O resultado é um ambiente mais competitivo, em que a simples força da marca já não garante fidelidade automática do consumidor.

Por que o desempenho defensivo tem sido mais curto

Mesmo quando as empresas de bens de consumo apresentam desempenho superior em momentos de estresse do mercado, esse movimento tem se mostrado cada vez mais breve. Após quedas acentuadas das bolsas, o capital costuma retornar rapidamente para ativos de maior risco, limitando o período de valorização dessas companhias defensivas.

Isso exige do investidor uma abordagem mais estratégica e menos automática. O setor ainda pode oferecer proteção, mas não de forma indiscriminada.

Seleção criteriosa: onde ainda há valor estrutural

Diante desse novo cenário, investir em empresas de bens de consumo exige uma análise mais profunda dos modelos de negócio. Companhias mais bem posicionadas são aquelas que se beneficiam de tendências de longo prazo e têm menor exposição às mudanças negativas do comportamento alimentar.

Empresas ligadas a produtos usados no preparo de alimentos em casa, por exemplo, tendem a mostrar maior resiliência. O aumento do hábito de cozinhar, especialmente entre consumidores mais jovens, cria oportunidades para negócios que oferecem ingredientes, temperos e soluções associadas a refeições mais frescas e personalizadas.
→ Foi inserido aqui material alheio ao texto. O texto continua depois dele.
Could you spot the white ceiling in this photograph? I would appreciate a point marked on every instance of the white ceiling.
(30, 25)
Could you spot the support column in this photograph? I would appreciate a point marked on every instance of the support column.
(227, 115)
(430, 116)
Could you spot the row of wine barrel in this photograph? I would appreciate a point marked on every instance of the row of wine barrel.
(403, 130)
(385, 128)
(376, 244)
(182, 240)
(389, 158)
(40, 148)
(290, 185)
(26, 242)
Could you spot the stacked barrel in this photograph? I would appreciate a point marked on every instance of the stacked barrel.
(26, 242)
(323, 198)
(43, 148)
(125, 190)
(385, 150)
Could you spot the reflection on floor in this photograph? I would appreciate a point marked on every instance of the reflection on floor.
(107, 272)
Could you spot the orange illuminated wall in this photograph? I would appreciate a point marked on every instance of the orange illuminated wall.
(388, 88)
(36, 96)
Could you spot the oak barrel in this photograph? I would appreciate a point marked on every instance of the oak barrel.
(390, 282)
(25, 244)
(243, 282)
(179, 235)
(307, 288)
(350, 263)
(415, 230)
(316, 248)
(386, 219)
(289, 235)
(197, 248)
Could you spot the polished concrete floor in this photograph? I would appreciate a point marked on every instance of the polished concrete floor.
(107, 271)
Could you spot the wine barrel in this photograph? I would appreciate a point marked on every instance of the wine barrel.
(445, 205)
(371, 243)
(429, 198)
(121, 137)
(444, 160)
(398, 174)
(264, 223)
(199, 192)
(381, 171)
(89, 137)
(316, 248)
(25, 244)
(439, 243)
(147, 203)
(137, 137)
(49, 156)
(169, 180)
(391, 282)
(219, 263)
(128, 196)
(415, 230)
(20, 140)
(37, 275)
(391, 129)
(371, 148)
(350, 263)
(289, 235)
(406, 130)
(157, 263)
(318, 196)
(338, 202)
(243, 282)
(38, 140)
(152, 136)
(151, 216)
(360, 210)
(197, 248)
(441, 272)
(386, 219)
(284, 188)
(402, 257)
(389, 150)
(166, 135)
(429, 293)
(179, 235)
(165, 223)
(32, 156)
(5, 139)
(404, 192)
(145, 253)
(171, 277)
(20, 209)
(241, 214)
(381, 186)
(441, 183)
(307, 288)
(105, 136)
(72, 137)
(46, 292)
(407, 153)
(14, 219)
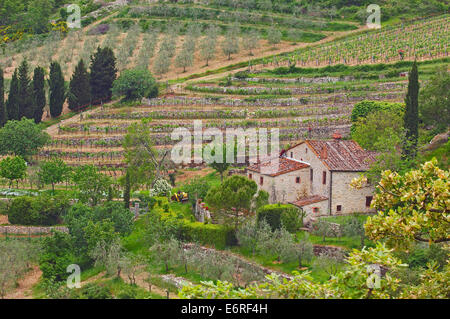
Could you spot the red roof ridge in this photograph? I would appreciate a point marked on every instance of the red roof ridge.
(309, 200)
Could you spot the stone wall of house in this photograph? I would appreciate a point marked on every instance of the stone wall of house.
(284, 188)
(308, 209)
(303, 153)
(351, 200)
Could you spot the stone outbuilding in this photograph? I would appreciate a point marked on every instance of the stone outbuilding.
(315, 175)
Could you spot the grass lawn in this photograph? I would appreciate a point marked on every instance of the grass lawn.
(268, 261)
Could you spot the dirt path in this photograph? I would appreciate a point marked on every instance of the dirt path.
(24, 291)
(141, 282)
(283, 49)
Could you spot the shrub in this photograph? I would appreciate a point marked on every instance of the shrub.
(92, 291)
(215, 235)
(42, 210)
(135, 84)
(278, 215)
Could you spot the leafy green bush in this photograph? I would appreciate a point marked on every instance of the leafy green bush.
(57, 254)
(215, 235)
(92, 291)
(135, 84)
(42, 210)
(280, 215)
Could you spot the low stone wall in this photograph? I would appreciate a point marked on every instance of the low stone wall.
(333, 251)
(31, 230)
(249, 263)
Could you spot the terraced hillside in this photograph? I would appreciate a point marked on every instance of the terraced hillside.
(152, 35)
(309, 110)
(300, 101)
(421, 40)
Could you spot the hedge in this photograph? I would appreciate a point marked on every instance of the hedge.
(37, 211)
(277, 215)
(218, 236)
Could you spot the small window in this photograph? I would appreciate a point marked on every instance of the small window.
(368, 200)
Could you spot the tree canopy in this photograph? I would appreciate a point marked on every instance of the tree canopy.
(22, 138)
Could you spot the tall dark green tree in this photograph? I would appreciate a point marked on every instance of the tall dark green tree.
(127, 190)
(38, 94)
(26, 104)
(411, 117)
(57, 89)
(12, 105)
(103, 74)
(79, 88)
(3, 113)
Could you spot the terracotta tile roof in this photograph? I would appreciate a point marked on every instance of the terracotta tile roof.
(342, 155)
(309, 200)
(270, 168)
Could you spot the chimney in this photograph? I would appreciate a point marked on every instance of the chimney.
(337, 136)
(324, 153)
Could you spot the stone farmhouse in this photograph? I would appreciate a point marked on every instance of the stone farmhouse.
(315, 175)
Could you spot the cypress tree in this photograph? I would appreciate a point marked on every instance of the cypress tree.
(103, 74)
(3, 113)
(38, 94)
(127, 191)
(26, 107)
(79, 88)
(411, 118)
(12, 105)
(57, 90)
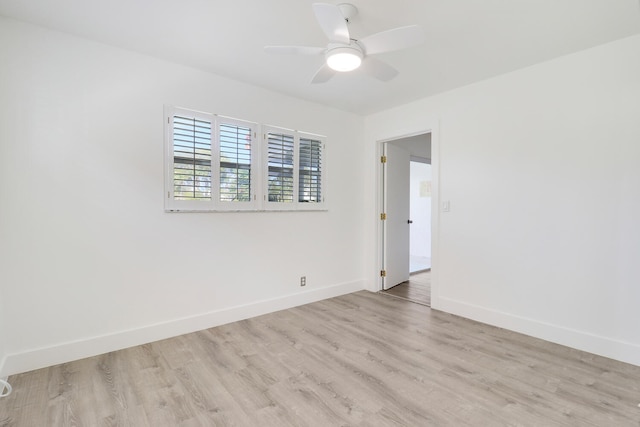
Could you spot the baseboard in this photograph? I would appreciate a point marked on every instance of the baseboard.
(591, 343)
(80, 349)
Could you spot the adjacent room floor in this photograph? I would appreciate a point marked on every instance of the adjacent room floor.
(417, 289)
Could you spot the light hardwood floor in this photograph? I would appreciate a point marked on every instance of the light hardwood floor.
(362, 359)
(417, 289)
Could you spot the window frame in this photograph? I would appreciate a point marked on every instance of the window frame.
(296, 204)
(259, 175)
(214, 204)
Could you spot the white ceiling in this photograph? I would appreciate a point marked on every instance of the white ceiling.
(467, 40)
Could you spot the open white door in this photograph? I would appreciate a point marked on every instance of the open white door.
(397, 208)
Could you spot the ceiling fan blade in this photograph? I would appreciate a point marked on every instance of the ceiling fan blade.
(395, 39)
(332, 22)
(323, 75)
(378, 69)
(294, 50)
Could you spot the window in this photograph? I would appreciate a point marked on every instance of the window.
(295, 170)
(214, 163)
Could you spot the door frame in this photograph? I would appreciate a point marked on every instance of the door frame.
(435, 206)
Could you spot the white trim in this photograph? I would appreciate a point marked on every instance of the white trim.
(431, 127)
(591, 343)
(73, 350)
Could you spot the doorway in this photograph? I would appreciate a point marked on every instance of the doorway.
(406, 229)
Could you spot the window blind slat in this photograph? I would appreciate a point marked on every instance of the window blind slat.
(191, 158)
(235, 163)
(280, 149)
(310, 171)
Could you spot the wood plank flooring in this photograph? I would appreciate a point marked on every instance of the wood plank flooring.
(362, 359)
(417, 289)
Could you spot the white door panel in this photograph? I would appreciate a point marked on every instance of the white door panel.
(397, 208)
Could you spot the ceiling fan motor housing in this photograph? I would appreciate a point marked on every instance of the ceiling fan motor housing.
(348, 10)
(341, 57)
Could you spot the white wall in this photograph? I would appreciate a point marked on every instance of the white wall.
(541, 169)
(90, 262)
(420, 243)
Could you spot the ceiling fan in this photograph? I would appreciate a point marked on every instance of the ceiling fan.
(344, 53)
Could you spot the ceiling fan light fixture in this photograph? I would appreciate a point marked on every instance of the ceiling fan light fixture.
(345, 58)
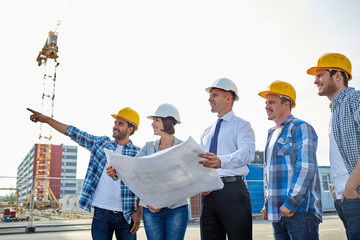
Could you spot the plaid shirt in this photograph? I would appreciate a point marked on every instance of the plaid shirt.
(294, 178)
(96, 166)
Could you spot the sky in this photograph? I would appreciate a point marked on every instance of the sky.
(140, 54)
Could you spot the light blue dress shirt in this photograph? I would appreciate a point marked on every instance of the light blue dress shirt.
(236, 145)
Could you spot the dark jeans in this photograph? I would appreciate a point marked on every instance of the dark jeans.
(227, 212)
(351, 213)
(300, 226)
(106, 222)
(167, 224)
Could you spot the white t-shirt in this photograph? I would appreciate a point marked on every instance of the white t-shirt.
(272, 141)
(108, 192)
(339, 174)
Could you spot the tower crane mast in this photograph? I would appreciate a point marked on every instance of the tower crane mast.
(43, 197)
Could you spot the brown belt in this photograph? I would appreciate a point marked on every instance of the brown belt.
(230, 179)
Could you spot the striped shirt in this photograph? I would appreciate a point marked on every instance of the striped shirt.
(96, 166)
(293, 175)
(346, 126)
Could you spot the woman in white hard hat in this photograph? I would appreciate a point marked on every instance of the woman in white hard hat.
(170, 222)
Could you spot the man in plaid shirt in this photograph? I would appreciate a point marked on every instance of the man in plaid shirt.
(115, 206)
(291, 178)
(332, 74)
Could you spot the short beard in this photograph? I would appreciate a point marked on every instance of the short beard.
(329, 89)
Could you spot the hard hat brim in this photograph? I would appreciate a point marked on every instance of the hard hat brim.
(264, 93)
(152, 118)
(208, 90)
(313, 70)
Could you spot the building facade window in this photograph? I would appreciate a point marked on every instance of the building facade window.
(326, 183)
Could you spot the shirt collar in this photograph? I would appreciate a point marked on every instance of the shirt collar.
(287, 120)
(228, 116)
(340, 97)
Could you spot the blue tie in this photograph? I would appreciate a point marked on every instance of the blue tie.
(214, 140)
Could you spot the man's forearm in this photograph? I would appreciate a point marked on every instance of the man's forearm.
(354, 179)
(60, 127)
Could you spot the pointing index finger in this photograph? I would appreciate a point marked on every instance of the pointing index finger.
(33, 111)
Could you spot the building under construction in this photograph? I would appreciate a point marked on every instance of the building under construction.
(63, 166)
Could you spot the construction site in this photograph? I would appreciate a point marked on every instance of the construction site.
(41, 204)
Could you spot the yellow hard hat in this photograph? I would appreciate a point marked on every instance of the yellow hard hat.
(129, 115)
(335, 61)
(280, 88)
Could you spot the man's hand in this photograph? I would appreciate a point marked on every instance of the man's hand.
(286, 212)
(264, 213)
(333, 192)
(212, 161)
(136, 217)
(153, 210)
(37, 117)
(111, 172)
Outro ponto positivo é quando o produto representa uma parcela pequena do orçamento familiar. Nesses casos, o consumidor tende a ser menos sensível a preço, garantindo volumes mais estáveis.

Diversificação geográfica como fator de proteção

Uma estratégia relevante dentro do universo das empresas de bens de consumo é a diversificação geográfica. Companhias com receitas distribuídas globalmente ficam menos dependentes do ciclo econômico de um único país.
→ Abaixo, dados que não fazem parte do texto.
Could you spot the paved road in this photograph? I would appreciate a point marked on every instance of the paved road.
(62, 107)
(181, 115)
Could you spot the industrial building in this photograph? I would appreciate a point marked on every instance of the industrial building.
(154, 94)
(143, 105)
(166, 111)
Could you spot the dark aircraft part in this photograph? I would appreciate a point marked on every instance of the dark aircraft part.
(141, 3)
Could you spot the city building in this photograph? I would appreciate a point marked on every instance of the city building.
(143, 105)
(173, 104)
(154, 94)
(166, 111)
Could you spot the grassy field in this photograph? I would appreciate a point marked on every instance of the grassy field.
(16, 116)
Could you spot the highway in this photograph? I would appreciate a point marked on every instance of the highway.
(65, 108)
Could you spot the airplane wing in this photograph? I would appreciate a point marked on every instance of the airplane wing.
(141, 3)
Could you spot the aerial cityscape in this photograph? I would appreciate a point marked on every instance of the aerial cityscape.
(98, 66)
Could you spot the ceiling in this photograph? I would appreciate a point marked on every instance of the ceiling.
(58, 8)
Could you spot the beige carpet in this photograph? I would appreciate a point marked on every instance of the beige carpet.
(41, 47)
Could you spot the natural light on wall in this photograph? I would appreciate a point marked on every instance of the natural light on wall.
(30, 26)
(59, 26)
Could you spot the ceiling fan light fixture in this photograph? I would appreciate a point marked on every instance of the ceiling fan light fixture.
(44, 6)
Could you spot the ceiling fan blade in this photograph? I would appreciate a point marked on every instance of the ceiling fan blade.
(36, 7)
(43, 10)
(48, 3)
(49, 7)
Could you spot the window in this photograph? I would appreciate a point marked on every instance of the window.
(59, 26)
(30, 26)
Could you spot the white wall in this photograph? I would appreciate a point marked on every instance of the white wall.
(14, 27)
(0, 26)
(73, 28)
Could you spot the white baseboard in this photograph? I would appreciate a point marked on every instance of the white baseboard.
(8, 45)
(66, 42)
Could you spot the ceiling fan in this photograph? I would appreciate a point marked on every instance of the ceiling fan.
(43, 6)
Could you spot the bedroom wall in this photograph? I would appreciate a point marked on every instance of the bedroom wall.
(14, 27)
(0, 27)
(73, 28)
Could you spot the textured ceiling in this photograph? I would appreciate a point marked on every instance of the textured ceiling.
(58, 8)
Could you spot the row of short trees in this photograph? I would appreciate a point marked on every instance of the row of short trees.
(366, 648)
Além disso, mercados emergentes e regiões fora dos Estados Unidos podem apresentar dinâmicas de consumo diferentes, compensando eventuais quedas em economias mais maduras. Essa característica reduz riscos e aumenta a previsibilidade dos resultados.

Empresas com presença global também conseguem se beneficiar de variações cambiais e de custos de insumos, o que pode melhorar margens em determinados momentos do ciclo econômico.
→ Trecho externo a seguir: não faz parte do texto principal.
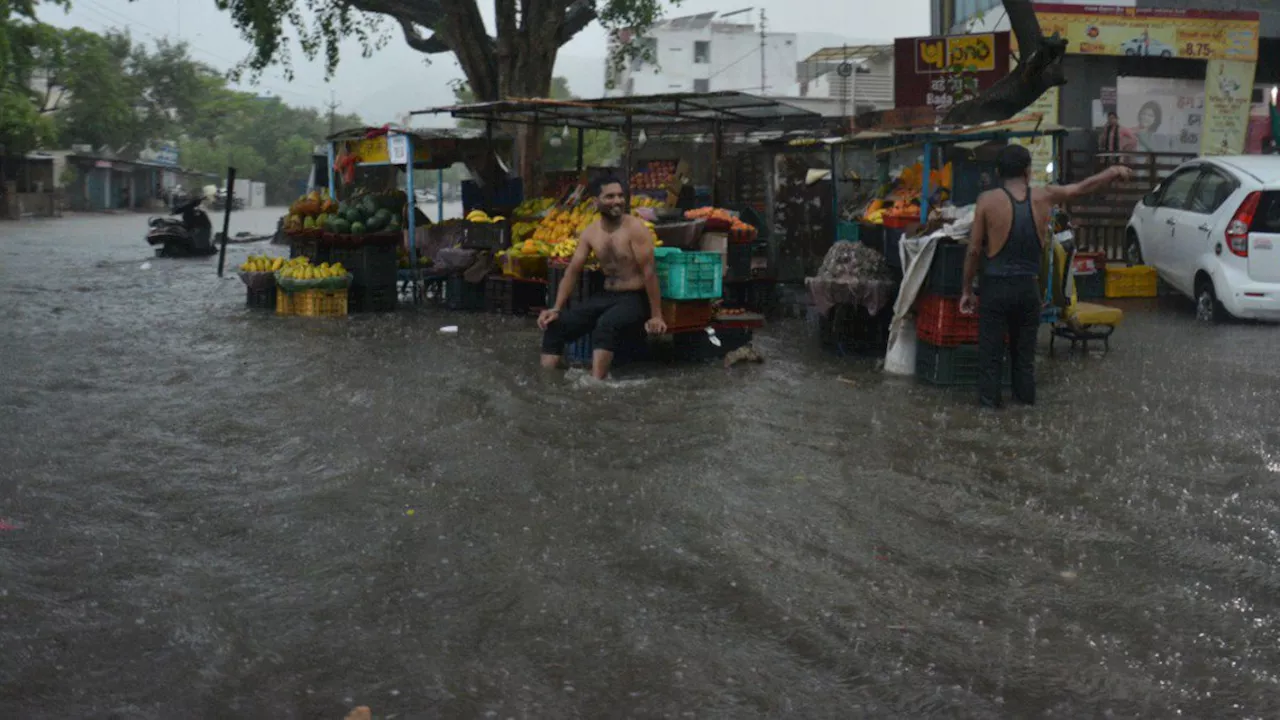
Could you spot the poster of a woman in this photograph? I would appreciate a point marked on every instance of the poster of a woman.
(1160, 114)
(1143, 136)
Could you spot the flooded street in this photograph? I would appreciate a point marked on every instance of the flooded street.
(216, 513)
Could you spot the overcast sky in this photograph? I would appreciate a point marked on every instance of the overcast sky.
(396, 80)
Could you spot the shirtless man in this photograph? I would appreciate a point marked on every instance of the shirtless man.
(631, 296)
(1011, 223)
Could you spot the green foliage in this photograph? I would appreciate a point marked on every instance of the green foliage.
(23, 39)
(525, 46)
(560, 151)
(113, 94)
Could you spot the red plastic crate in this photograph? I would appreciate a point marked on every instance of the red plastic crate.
(940, 322)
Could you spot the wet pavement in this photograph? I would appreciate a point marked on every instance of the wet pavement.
(210, 511)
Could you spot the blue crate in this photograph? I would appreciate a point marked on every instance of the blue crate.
(848, 232)
(691, 276)
(579, 352)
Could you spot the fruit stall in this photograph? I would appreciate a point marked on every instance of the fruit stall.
(549, 237)
(636, 118)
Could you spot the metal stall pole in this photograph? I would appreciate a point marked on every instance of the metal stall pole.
(411, 199)
(835, 195)
(581, 135)
(227, 218)
(626, 162)
(333, 191)
(717, 151)
(924, 182)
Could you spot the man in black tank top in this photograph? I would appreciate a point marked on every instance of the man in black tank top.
(1010, 224)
Produtos domésticos e de cuidados pessoais ganham relevância

Dentro das empresas de bens de consumo, um segmento que segue relativamente protegido das mudanças nos hábitos alimentares é o de produtos domésticos e de cuidados pessoais. Itens como detergentes, fraldas, papel higiênico e produtos de higiene continuam sendo consumidos independentemente de tendências nutricionais.

Embora também enfrentem concorrência de marcas próprias, essas empresas não lidam diretamente com a substituição motivada por preocupações com saúde ou emagrecimento. Isso garante uma base de demanda mais estável.

Nesse segmento, o investidor encontra companhias com fluxo de caixa previsível, forte geração de dividendos e menor volatilidade, características valorizadas em períodos de incerteza econômica.

Preço importa mais do que nunca

Um ponto central na análise das empresas de bens de consumo é o valuation. Após anos de pressão sobre os resultados, algumas companhias passaram a negociar a múltiplos mais atrativos em comparação à média histórica.

Isso cria oportunidades pontuais, especialmente para investidores de longo prazo dispostos a tolerar períodos de desempenho moderado em troca de estabilidade e previsibilidade. No entanto, é fundamental diferenciar empresas com desafios temporários daquelas presas em armadilhas estruturais de valor.

Bens de consumo ainda protegem, mas não todos

A conclusão que se impõe é clara: as empresas de bens de consumo ainda podem funcionar como proteção em um mercado turbulento, mas não de forma automática ou generalizada. O setor deixou de ser um bloco homogêneo e passou a exigir escolhas seletivas.

Empresas adaptadas a novas tendências, com portfólios diversificados, presença global e produtos essenciais continuam oferecendo abrigo relativo ao investidor. Já aquelas excessivamente expostas a hábitos de consumo em declínio enfrentam riscos crescentes.

Para quem busca defesa em um cenário de incerteza econômica, o setor segue relevante — desde que analisado com rigor, visão estratégica e foco no valor estrutural de longo prazo.